Kiwi, snipe (tutukiwi, Coenocorypha species), weka and flightless wrens eat ground-dwelling prey – worms and larvae in soil, bugs in leaf litter – that is available year-round. In other countries, flighted birds also take this prey, but they fly to escape predatory mammals.
The birds in the other group of ground-dwelling birds are herbivorous – they eat leaves, which do not provide enough energy for flying. Leaves are also hard to digest, so these birds need a longer and heavier digestive tract, and tend to be larger than those that eat more nutritious foods. They included the 2–3-kilogram kākāpō and takahē, the huge North and South Island geese, and nine species of moa, including the giant moa (Dinornis giganteus) that weighed up to 270 kilograms.

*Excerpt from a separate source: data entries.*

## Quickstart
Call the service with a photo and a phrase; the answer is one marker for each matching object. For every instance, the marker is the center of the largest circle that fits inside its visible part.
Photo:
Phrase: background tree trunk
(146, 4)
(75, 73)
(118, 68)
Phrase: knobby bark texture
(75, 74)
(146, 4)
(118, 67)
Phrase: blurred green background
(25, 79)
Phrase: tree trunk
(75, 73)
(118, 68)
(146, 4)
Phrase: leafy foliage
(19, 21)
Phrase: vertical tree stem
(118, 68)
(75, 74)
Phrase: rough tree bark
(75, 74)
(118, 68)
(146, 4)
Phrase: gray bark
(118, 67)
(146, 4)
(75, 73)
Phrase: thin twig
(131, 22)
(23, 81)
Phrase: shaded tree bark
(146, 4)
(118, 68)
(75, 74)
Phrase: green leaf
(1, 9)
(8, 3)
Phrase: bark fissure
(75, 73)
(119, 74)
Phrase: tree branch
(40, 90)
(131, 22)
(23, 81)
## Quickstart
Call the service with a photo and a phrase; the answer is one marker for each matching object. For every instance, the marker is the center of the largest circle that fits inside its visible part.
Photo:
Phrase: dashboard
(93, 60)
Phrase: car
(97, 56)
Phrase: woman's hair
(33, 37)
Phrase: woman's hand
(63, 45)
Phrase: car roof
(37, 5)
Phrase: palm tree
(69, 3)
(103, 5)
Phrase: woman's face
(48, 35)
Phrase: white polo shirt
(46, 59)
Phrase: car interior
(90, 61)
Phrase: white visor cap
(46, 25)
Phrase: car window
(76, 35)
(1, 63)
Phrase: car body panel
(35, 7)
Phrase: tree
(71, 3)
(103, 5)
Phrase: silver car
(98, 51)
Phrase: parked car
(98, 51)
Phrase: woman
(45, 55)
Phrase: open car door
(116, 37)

Two tree-dwellers that eat leaves
The tree-dwelling kōkako and kererū also eat leaves. Kōkako also eat some other foods, and have limited powers of flight. Kererū have full flight, and gain their extra energy from the more nutritious parts of the plant such as fruits and buds.
Large browsing birds
In most of the world, it is mainly land mammals that browse and graze. But in New Zealand, where the only land mammals were bats, some birds became ground-dwelling, flightless and plant-eating. Each species within this ecological guild (animal group with related ecological niches) ate a particular range of foods. These browsing birds were the equivalent of kangaroos and possums in Australia, or the giraffes, elephants and other plant-eating mammals of Africa.
Today there is fierce competition for these foods from many introduced mammals including rats, wild pigs, feral goats and deer, and large areas of forest have become farmland.